Eleven members of the clergy in the Vancouver-based diocese of New Westminster on April 21 resigned due to theological conflicts with the diocese and Bishop Michael Ingham, but said they intend to continue their parish ministry under the jurisdiction of an Anglican province in South America.
The nine priests and two deacons, in a letter to Bishop Ingham, said “it is our intention to remain members of the Anglican church” but “we cannot continue the Anglican ministry to which we were ordained under your jurisdiction.”
In 2002, New Westminster voted to allow blessing ceremonies for same-sex couples and the statement said the diocese “has departed from historic, orthodox Anglican teaching and practice.”

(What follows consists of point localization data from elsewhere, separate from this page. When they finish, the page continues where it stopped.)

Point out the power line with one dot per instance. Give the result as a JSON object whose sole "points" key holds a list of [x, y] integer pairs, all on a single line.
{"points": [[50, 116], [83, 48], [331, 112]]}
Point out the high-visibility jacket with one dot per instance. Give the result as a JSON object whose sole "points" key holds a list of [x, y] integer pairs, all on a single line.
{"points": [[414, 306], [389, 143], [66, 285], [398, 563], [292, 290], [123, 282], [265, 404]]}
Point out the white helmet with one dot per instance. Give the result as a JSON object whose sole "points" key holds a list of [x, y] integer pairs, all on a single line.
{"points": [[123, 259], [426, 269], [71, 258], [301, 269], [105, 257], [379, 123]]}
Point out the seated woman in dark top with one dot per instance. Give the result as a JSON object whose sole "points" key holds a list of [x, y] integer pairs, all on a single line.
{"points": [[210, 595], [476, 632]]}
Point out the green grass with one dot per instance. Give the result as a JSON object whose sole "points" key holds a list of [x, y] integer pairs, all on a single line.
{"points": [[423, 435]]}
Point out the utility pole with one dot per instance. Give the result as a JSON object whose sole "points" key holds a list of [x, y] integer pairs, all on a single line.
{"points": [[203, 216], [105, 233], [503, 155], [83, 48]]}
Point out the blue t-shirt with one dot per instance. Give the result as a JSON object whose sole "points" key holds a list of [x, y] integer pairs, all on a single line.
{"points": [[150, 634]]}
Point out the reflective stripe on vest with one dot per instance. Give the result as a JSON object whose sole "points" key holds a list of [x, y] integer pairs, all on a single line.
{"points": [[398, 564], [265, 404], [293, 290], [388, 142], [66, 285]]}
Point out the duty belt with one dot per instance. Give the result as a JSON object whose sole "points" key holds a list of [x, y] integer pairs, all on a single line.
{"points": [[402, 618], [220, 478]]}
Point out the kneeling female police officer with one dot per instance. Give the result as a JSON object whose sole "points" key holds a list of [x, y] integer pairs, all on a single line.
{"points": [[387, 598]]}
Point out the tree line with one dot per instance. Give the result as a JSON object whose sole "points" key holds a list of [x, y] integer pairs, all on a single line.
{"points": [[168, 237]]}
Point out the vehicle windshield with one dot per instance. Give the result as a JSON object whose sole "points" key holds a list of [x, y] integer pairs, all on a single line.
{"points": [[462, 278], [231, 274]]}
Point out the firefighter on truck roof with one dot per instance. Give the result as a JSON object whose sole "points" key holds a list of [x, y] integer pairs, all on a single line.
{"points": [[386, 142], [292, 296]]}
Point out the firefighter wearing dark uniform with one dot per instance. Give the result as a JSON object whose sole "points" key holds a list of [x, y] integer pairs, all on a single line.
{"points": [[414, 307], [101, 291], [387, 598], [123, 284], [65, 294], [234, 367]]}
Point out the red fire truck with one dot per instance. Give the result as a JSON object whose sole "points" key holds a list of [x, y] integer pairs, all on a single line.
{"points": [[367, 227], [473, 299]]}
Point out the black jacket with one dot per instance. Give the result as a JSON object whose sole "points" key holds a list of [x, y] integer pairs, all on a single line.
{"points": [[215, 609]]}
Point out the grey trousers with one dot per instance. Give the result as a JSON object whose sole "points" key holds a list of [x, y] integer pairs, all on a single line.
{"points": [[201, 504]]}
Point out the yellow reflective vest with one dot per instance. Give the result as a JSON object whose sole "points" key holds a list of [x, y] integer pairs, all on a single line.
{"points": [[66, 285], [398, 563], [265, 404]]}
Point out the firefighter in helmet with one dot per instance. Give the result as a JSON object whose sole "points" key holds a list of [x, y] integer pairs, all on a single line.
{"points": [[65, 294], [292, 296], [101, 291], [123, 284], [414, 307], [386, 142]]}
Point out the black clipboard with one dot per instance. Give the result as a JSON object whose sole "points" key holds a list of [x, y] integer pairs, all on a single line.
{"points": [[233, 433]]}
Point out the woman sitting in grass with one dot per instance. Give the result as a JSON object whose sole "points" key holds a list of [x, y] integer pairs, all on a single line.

The clergy said they “hereby relinquish the licences (to minister) we hold from the bishop of New Westminster. Each of us will receive a licence to continue our present parish ministries from Bishop Donald Harvey, who … is under the jurisdiction of the primate (senior archbishop) of the Southern Cone.” The clergy served at four diocese of New Westminster parishes and two Anglican Network in Canada parishes.
Bishop Harvey, who relinquished his ministry from the Canadian church last November, joined the province of the Southern Cone (which consists of the southern part of South America) under Archbishop Gregory Venables.
“In this way, we will be able to continue our Anglican ministry within the Anglican church, under the jurisdiction of and in communion with those who remain faithful to historic, orthodox Anglicanism and as part of the Anglican Communion worldwide,” the statement said.
The clergy were responding to a letter sent them in February by Bishop Ingham, stating that they had abandoned their ministry within the Anglican Church of Canada; the letter gave them 60 days to respond. The deadline was April 21. Bishop Ingham was on retreat and not available for comment.
The six parishes in February joined the Anglican Network in Canada, a theologically-conservative group of churches led by Bishop Harvey.
A network spokesperson, Cheryl Chang, confirmed that the New Westminster clergy intend to remain in their parish buildings, along with their congregations – a move that may prompt legal action from the diocese. Ms. Chang and diocesan communications officer Neale Adams said no lawsuit has been filed. The dioceses of Niagara and British Columbia have been involved in civil court cases concerning property ownership issues and access to parishes that have voted to break away.
In 2002, eight of the 80 parishes in New Westminster left the synod, or governing convention, that approved same-sex blessings; they also stopped paying assessments to the diocese and began processing their own payroll for clergy and staff. A year ago, due to a technical computer system issue at the national pension office in Toronto, the diocese agreed to process their payroll again, but the arrangement ends at the end of April and the churches “will be paying (their) own clergy,” said Ms. Chang.
(Editor’s note: The fourth paragraph of this story has revised for clarity.)